Note to Editors: Please find the attached English and Afrikaans soundbites from Dr Roy Jankielsohn MPL, Leader of the Official Opposition in the Free State Legislature, as well as a video and images here, here and here.
The Jim Fouche Resort at Oranjeville is in a state of advanced decay and ruin. During a recent oversight visit to the once vibrant resort, the Democratic Alliance (DA) found vandalised and ruined buildings and other infrastructure. Most of the infrastructure is unsalvageable and will have to be rebuilt.
The once popular resort was an important tourist attraction with chalets, restaurants, sporting activities such as tennis and put-put, camping sites and a popular venue for anglers.
The resort was rented out to a private sector businessperson who ran the resort as a successful business venture that created employment and contributed greatly to the local economy.
Six years ago, under the Magashule administration, the Free State Provincial Government refused to renew the contract with the tenants indicating that they would temporarily close the resort for renovation. This renovation has not taken place and the resort has since become a derelict skeleton of its former self.
At that time the DA indicated that the real reason for not renewing the contract to make provision for crony based racial transformation.
The decay of valuable and costly infrastructure in the Free State is the result of the ANC-run Provincial Government’s cadre-based transformation agenda, which remains a legacy of Magashule’s administration and which continues today. This agenda has been exposed as a pretext to benefit cronies while residents of the province remain poor and unemployed. This was recently reiterated by Magashule himself with the comment: “Tell me one leader of the ANC who has not done business with government”.
The road between Deneysville, Oranjeville and the Jim Fouche Resort has been under reconstruction for several years. The first R230 million road contract with Sedtrade, who have close ties with Magashule, was prematurely terminated on advice of the Auditor General and a new contractor had to be appointed. The slow pace of the road construction and the lack of funds for renovation has prevented renovation at the resort, and has allowed it to become totally vandalised and for nature to take over.

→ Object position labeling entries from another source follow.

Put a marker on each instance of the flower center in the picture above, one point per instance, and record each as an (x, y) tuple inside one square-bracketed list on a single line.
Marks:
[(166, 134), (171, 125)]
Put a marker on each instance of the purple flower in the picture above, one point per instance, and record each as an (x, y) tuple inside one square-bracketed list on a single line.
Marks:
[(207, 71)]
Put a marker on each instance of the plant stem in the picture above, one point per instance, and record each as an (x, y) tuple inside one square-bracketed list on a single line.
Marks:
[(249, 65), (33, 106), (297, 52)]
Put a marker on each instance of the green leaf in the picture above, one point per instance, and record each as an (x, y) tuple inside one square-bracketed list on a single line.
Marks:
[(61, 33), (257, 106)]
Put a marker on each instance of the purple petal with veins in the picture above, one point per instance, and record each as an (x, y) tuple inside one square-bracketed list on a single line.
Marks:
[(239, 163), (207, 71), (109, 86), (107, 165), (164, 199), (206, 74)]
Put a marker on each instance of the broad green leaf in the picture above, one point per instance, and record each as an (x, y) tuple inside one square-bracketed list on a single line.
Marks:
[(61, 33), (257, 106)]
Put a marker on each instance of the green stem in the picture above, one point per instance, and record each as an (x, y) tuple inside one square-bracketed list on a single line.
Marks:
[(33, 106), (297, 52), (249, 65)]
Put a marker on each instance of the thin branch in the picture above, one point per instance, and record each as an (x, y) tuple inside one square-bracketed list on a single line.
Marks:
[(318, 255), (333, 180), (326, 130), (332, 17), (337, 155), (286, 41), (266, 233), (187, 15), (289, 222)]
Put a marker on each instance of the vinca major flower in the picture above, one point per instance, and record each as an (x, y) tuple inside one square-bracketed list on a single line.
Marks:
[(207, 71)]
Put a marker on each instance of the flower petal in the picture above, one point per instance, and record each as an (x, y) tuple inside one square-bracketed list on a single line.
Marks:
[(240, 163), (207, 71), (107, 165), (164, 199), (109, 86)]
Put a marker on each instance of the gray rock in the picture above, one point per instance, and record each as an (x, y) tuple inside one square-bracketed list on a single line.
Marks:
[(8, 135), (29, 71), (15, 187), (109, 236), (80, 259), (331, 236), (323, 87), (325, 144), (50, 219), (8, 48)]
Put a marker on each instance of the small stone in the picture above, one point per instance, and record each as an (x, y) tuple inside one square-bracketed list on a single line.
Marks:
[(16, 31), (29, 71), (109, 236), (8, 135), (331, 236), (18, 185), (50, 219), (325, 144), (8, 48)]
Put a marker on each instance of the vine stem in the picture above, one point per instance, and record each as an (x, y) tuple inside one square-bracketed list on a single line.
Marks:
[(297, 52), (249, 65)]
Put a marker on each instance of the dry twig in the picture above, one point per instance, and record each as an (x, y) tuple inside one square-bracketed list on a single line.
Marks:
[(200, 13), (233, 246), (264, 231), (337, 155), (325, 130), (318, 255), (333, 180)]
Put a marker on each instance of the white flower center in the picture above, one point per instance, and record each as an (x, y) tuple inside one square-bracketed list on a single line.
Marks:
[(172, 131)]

Last year the MEC for Public Works and Infrastructure in the province indicated that R5,9 million would be allocated towards reconstruction and renovation at the resort. This amount will probably have to be increased if the resort is to be rebuilt resemble its former self. The DA has submitted questions to the MEC for Public Works and Infrastructure, Ms Motshidisi Koloi, to determine what plans are in place to ensure that this valuable and once popular tourist attraction and potential asset to the local economy is not completely lost to the Free State.
The resort remains a mirror image of the Magashule legacy in the ANC-run Free State Provincial Government. This legacy has been characterised by, among others, the implementing a transformation agenda as a pretext to plunder which has cost the province dearly in terms of lost jobs and a decimated local economy.
The DA has submitted questions to the Free State Department of Public Works to ascertain what the plans are for the resort regarding renovations and/or to rebuild this resort.
The DA believes that this resort still has potential to contribute to the economy and job creation in the Metsimaholo Municipality, but only if the political will exists to ensure that it is rebuilt and well managed in conjunction with private sector partners who have the necessary skills and experience to run a resort of this diverse magnitude.
Real economic transformation cannot be realised in a closed crony-based society of insiders with a majority of our people marginalised as unemployed and impoverished outsiders.